Also I can't stand how people judge you based on your kids. I mean really, having 4 kids is not that crazy! We are able to provide for our family, take good care of our kids, work hard, why is it so insane? Before we started trying for #4 there was a lady in the check out at the grocery who commented on how well the baby was behaving. We started chatting a bit and I mentioned having three boys. She had the nerve to say that they make a pill to keep that from happening. Really? Lady you are wayyyy over the line to tell me that I should have been on bc to stop having kids at 2. Seriously?!?! I love big famllies. My parents are on board with 4, plus they had a big family too. I don't know what dh's family will say, but regardless, it won't change my mind. My co-workers will think I am nuts. I don't care. Family is forever, jobs, friends, co-workers all come and go. I know that I want a fourth and will love him/her just as much as my others and no one else will be obliged to do anything for us.

My Three Sons
October 25th, 2012, 03:07 PM
One more thing I try to think about when I start to feel sorry for myself... In all honesty, if #2 had been a girl, it would have been very difficult to talk DH into having #3. If #3 had been a girl, there is no way, no how that DH would have went for #4. Maybe I was meant to have 4...maybe this babe is destined for great and wonderful things and this is God's way for us to have him/her...Maybe #3 is going to do great and wonderful things, and if #2 was a girl, he would not have been here. Who knows, but whatever the reason, there is a reason, I'm just not privy to it. Regardless, I am now glad that #2 and #3 were both boys as I can't imagine my life without them.

Mrs_P
October 25th, 2012, 03:24 PM
Thank you for the lovely reply - i'm feeling a little better now damn hormones.

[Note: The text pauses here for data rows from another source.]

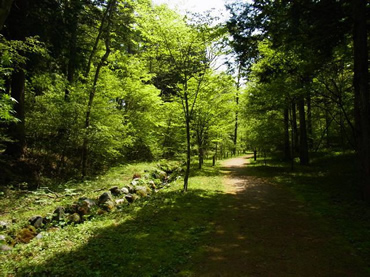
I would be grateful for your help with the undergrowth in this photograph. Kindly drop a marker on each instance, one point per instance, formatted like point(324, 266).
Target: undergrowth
point(329, 186)
point(155, 236)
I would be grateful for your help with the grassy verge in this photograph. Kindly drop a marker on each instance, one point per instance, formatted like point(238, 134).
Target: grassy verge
point(155, 236)
point(329, 188)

My kids are really well looked after (or at least i try my best) we work, we own our own house, car, give our kids all of what they need to most of what they want - spent the last 3 weeks buying half of toys r us ready for christmas. In general the boys are well behaved (not angels all the time but then whose are) and very much loved. I often look at us and think were doing ok the boys seem happy and all the local moms that know us comment on how well mannered and what nice little boys they are. We really only get the wow 3 boys comments of people that don't know us, its always a first reaction but then i can't see why the people that do know us and know how devoted i am to my kids comment so horribly on the idea of a fourth.

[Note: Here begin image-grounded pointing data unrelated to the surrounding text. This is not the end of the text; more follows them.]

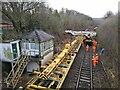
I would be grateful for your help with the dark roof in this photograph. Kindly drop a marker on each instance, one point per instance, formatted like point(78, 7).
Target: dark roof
point(5, 22)
point(37, 35)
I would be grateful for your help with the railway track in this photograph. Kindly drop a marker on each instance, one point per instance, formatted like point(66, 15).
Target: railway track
point(85, 76)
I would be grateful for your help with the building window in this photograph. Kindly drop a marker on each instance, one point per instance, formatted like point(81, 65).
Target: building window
point(32, 45)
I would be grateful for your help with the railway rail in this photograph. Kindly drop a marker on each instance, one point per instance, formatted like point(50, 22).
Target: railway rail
point(85, 76)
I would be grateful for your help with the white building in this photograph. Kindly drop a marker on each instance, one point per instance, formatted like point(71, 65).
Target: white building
point(37, 44)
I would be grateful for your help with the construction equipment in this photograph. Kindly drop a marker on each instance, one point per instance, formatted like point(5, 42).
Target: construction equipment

I got approached by one of the moms at school today and another one of the grandparents who came to coo over and chat to ds3 (he is a massive ladies man, they all always stop to chat to him) and they got on the subject of are we having anymore to which i replied i would like another and everyone was like blimey you know its going to be another boy don't you - although the one grandmother said she'd pray for us to get a daughter, in a nice way which was pretty sweet.

Maybe i am a freak of nature - the woman with all the boys desperately seeking the holy grail - people probably look at me and think how stupid silly cow doesn't stand a chance.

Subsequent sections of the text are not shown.